It’s Thursday afternoon, and Fraser is chatting in her Klinic office; she will see a client here soon, but she has time to talk. It’s a cozy room, overlooking Vimy Ridge Park, brightened by the sunlight that streams through broad windows.

On the other side of the small space, fellow staff counsellor Megan Mann nods along, as we talk.

“It’s really hard for me to judge,” Mann says, on the question of change. “We always joke about this being the Klinic bubble. Being around like-minded people all the time, it feels that way (like a tipping point). But it’s so hard to say.”

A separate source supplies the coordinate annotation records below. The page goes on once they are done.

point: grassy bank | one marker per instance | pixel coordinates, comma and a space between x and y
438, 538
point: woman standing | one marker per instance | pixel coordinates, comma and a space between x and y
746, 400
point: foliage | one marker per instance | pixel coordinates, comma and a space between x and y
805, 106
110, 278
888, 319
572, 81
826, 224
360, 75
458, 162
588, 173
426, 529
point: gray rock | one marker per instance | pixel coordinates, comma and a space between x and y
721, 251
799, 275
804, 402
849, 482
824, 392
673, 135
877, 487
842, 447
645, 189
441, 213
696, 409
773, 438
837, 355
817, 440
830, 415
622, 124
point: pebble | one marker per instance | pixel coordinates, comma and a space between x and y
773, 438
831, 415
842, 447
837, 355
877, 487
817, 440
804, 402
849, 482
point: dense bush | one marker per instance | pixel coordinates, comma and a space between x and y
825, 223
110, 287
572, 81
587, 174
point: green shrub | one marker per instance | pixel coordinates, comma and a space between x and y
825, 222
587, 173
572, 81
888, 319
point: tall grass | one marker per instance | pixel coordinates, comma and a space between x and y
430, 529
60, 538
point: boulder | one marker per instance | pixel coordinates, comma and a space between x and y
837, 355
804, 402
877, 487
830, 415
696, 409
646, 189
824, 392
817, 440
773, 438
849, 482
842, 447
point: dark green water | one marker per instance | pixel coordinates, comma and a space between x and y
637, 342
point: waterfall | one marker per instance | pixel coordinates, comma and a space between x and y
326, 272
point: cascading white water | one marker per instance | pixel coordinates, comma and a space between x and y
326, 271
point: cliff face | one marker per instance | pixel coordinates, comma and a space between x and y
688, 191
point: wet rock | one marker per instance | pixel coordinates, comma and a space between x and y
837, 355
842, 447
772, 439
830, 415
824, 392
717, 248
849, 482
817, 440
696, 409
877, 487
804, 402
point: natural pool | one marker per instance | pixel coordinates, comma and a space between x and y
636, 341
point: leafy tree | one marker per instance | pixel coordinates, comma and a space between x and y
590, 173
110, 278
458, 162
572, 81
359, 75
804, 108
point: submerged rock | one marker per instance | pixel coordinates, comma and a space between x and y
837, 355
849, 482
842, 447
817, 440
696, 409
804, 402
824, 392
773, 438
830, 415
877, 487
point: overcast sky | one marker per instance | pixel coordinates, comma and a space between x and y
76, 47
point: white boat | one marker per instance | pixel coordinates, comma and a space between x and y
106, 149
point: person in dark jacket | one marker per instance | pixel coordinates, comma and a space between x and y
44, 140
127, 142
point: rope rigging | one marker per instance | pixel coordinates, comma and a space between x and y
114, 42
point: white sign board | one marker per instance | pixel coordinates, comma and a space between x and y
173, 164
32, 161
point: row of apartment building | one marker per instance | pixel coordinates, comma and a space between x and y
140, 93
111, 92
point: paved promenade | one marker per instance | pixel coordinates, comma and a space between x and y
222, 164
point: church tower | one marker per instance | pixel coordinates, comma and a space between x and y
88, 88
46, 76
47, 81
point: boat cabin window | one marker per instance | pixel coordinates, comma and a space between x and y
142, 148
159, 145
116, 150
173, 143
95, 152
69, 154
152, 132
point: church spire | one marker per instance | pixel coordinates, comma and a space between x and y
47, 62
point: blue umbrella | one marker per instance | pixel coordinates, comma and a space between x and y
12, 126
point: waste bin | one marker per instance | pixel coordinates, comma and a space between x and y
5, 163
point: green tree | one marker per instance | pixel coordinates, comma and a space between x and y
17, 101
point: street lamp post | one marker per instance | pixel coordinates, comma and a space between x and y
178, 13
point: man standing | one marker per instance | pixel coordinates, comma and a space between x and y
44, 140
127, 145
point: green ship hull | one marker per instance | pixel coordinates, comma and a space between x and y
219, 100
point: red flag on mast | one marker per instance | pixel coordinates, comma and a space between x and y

Mann has tempered her thoughts by listening to other experienced perspectives. Recently, she found herself deep in a conversation about the unfolding news with an older colleague, who has decades of experience as an advocate.

“She said, ‘Every now and then, something comes along and it feels like a tipping point, until it’s not,’” Mann says. “It feels like a tipping point, until everyone forgets about it… so I struggle with feeling hopeful, but not being overly so.

“We can’t ignore the fact that, when you think about the celebrities coming forward, these are people with power and privilege,” she continues. “They’re maybe going to be believed a little differently than an average Joe off the street.”

What Fraser and Mann do see, more intimately than any reporter, is how sexual assault survivors are experiencing this moment. In the safety of their sessions, clients talk about the stories they see swirling over social media and TV.

Dan Honda / The Associated Press files
n this Sept. 2, 2016, Brock Turner leaves the Santa Clara County Main Jail in San Jose, Calif.
Dan Honda / The Associated Press files n this Sept. 2, 2016, Brock Turner leaves the Santa Clara County Main Jail in San Jose, Calif.

Some find it empowering to see other victims speaking out. Others find the headlines exhausting, triggering painful memories and forcing them to relive their trauma. There is no escaping the discussion, and that can be a problem.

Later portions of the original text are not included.